通过观察寄存器 x28 我们可以得到 n 的地址是 0x10000010

Without actually editing the code (i.e. without going into the “Editor” tab), have the program calculate the 13th fib number (0-indexed) by manually modifying the value of a register. You may find it helpful to first step through the code.
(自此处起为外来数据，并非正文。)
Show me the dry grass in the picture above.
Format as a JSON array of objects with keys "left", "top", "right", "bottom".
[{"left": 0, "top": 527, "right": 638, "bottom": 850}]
If you prefer to look at decimal values, change the “Display Settings” option at the bottom.

答案是 $233$

Exercise 2: Translating from C to RISC-V

The register representing the variable k.

t0

The register representing the variable sum.

s0

The registers acting as pointers to the source and dest arrays.

la s1, source
la s2, dest

The assembly code for the loop found in the C code.

for (k = 0; source[k] != 0; k++) {
    dest[k] = fun(source[k]);
    sum += dest[k];
}

How the pointers are manipulated in the assembly code.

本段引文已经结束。